Though it was couched in extremely abstract terms and though he avoided any mention of Trump, Mark Carney’s speech at Davos on Tuesday was by far the most weighty reaction we have seen so far from any head of government to the crisis unleashed in the international relations of the West, by the aggression of the Trump Presidency.

The contrast to preceding speakers was striking.

Larry Fink et al in the WEF leadership avoided any mention of the most divisive issues in Euro-American relations.

Ursula von der Leyen offered a clear but mild statement of a European position. All she had to say on the topic of Trump’s threat of tariffs over Greenland was that it would be a “mistake”.

Macron was more unbuttoned - to say the least. He referred to the absurdity of being forced to threaten the US with anti-coercion measure. He described the situation as “crazy”. At one point, several of us thought we heard the President asking, under his breath, whether the whole crisis was about the size of someone’s “dick”. I wouldn’t trust my own memory but for the fact that my neighbor turned to me in amazement. I concede it may have been a hallucination brought on by the reflection of his aviator sunglasses.

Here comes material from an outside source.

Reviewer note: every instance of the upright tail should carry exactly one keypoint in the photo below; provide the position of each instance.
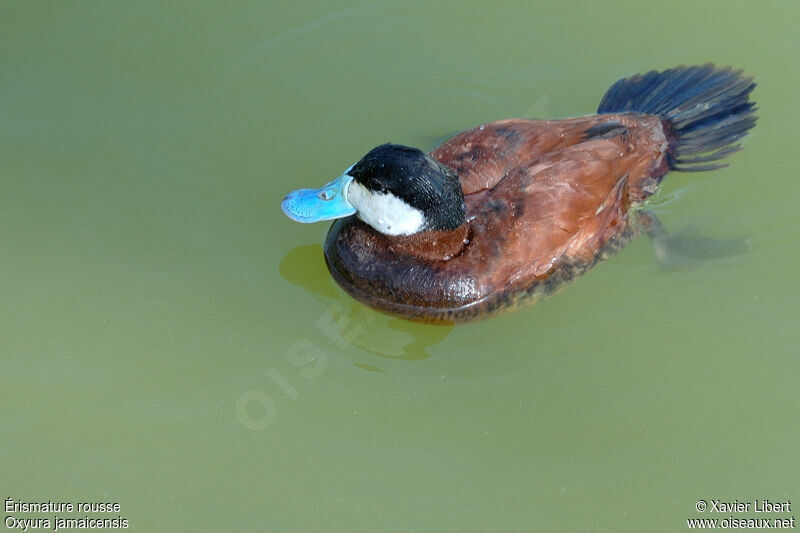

Carney’s address was of a very different kind. He struck a note of appropriate seriousness and high moral temper.

It seems that every day we’re reminded that we live in an era of great power rivalry, that the rules based order is fading, that the strong can do what they can, and the weak must suffer what they must. And this aphorism of Thucydides is presented as inevitable, as the natural logic of international relations reasserting itself. And faced with this logic, there is a strong tendency for countries to go along to get along, to accommodate, to avoid trouble, to hope that compliance will buy safety. Well, it won’t.

In a dramatic flourish, he invoked the 1978 essay by Czech dissident Václav Havel entitled The Power of the Powerless, to argue that it is essential to refuse to repeat a lie, even if that may be the path of least resistance. And then, Carney went on to describe the uncomfortable modus vivendi of recent years.